Alguns avanços na física vêm de invenções totalmente novas. Outros começam com uma nova teoria. Mas muitas descobertas acontecem quando pesquisadores combinam tecnologias familiares de uma forma inesperada e criam algo mais poderoso que as partes individuais.

Essa estratégia pode ser especialmente valiosa na busca por partículas de interação fraca, incluindo neutrinos e certos candidatos a matéria escura. Essas partículas são notoriamente difíceis de detectar porque raramente interagem com a matéria comum. Construir detectores maiores e melhorar sua resolução espacial pode aumentar as chances de observar os sinais fracos que produzem, mas fazer isso muitas vezes torna os instrumentos mais complicados e caros.

Demandas semelhantes se aplicam aos calorímetros, os dispositivos usados em experimentos de colisores para medir a energia transportada pelas partículas.

A maioria dos experimentos de física de partículas precisa reconstruir os caminhos tridimensionais (3D) das partículas elementares à medida que se movem através de grandes volumes de material denso.

Um material detector comum é o cintilador. Quando uma partícula carregada passa por um cintilador, o material emite pequenos flashes de luz visível. Os cientistas usam esses flashes para determinar onde a partícula viajou e como interagiu com o detector.

Para localizar a posição da partícula, o cintilador é geralmente dividido em um grande número de pequenas seções ativas. Fibras ópticas coletam os fótons produzidos em cada seção e levam a luz para tubos fotomultiplicadores ou fotomultiplicadores de silício, que contam os fótons.

Essa abordagem pode ser altamente precisa, mas se torna difícil de escalar.

O experimento de oscilação de neutrinos T2K no Japão, por exemplo, usa um detector com cerca de duas toneladas de material sensível feito de aproximadamente dois milhões de cubos e 60.000 fibras. No CERN e no Instituto Paul Scherrer, os experimentos LHCb e Mu3e alcançam resolução espacial sub-milimétrica usando milhões de finas fibras ópticas cintilantes.

Esses sistemas demonstram o que detectores segmentados podem realizar, mas também revelam um problema crescente.

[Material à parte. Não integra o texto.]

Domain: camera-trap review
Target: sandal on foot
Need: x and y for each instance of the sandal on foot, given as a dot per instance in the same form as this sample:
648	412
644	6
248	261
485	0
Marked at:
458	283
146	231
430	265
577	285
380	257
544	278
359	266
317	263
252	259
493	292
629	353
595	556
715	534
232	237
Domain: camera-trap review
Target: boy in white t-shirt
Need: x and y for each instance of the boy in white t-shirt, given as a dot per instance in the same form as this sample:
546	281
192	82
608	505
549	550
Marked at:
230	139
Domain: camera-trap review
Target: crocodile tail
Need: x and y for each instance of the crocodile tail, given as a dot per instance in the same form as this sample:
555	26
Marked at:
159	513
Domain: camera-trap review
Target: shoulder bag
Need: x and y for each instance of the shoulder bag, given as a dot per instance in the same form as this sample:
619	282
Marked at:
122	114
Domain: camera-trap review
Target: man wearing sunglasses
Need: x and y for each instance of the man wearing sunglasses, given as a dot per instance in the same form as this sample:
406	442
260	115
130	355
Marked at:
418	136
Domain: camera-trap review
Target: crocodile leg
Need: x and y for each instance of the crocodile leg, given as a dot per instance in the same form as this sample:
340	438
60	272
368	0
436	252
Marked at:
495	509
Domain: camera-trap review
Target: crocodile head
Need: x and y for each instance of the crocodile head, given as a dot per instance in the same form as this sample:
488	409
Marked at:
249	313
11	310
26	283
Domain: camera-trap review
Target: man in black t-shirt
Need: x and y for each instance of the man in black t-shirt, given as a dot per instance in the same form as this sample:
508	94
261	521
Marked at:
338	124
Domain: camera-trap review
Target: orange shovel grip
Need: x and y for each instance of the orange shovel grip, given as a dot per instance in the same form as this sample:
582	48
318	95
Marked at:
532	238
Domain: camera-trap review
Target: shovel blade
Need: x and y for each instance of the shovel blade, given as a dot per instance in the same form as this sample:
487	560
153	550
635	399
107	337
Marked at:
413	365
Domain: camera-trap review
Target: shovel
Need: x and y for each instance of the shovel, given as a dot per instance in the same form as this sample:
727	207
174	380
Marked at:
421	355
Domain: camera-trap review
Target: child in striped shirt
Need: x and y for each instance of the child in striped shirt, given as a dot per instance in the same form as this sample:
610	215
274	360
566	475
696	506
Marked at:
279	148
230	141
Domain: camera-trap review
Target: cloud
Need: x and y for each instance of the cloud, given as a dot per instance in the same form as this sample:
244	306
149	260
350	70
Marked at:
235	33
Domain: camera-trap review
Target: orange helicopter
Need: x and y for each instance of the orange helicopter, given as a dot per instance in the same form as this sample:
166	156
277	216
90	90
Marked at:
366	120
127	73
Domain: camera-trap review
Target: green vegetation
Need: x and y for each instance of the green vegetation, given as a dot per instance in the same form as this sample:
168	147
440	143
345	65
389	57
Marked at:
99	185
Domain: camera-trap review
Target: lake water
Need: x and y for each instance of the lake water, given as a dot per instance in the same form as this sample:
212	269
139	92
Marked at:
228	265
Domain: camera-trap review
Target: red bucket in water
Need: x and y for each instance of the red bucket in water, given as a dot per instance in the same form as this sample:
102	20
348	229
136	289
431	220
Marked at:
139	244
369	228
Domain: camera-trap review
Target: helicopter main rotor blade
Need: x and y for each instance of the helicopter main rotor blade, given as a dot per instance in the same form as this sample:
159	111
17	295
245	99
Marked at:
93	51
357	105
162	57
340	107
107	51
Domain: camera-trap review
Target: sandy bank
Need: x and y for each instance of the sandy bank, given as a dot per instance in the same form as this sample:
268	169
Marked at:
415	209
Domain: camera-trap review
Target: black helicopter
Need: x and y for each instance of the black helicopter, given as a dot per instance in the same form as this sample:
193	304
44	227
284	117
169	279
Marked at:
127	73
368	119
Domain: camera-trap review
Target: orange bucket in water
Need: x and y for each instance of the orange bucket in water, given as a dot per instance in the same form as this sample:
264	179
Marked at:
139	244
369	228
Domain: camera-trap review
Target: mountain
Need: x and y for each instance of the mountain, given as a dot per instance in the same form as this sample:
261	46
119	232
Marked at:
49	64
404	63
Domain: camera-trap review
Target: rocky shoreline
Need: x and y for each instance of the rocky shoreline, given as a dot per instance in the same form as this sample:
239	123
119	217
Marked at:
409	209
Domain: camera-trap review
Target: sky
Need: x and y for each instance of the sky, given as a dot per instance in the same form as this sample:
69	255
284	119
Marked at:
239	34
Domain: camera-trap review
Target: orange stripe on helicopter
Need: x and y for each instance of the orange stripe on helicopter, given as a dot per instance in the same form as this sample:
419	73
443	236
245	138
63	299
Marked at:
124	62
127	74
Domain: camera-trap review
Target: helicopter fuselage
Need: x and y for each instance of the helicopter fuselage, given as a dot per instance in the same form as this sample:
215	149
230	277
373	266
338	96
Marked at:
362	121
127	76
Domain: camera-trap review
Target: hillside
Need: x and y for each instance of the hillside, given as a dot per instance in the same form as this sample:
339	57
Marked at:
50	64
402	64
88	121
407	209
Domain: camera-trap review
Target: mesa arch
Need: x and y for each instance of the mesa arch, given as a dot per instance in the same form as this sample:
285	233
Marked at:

À medida que os detectores se tornam maiores, fabricar, montar e ler milhões de componentes individuais pode se tornar um gargalo tecnológico e financeiro significativo.

Uma Abordagem Radicalmente Nova para Rastreamento de Partículas

Pesquisadores da ETH Zurique e da EPFL estão agora propondo uma estratégia muito diferente.

O estudante de doutorado Till Dieminger, o cientista sênior Dr. Saúl Alonso-Monsalve, o Professor Davide Sgalaberna e colegas de seu grupo, juntamente com membros do Laboratório de Arquitetura Quântica Avançada da EPFL em Lausanne liderado pelo Professor Edoardo Charbon, desenvolveram e testaram o primeiro protótipo de um detector projetado para realizar imageamento de partículas 3D ultrarrápido e de alta resolução dentro de um grande bloco não segmentado de material cintilador.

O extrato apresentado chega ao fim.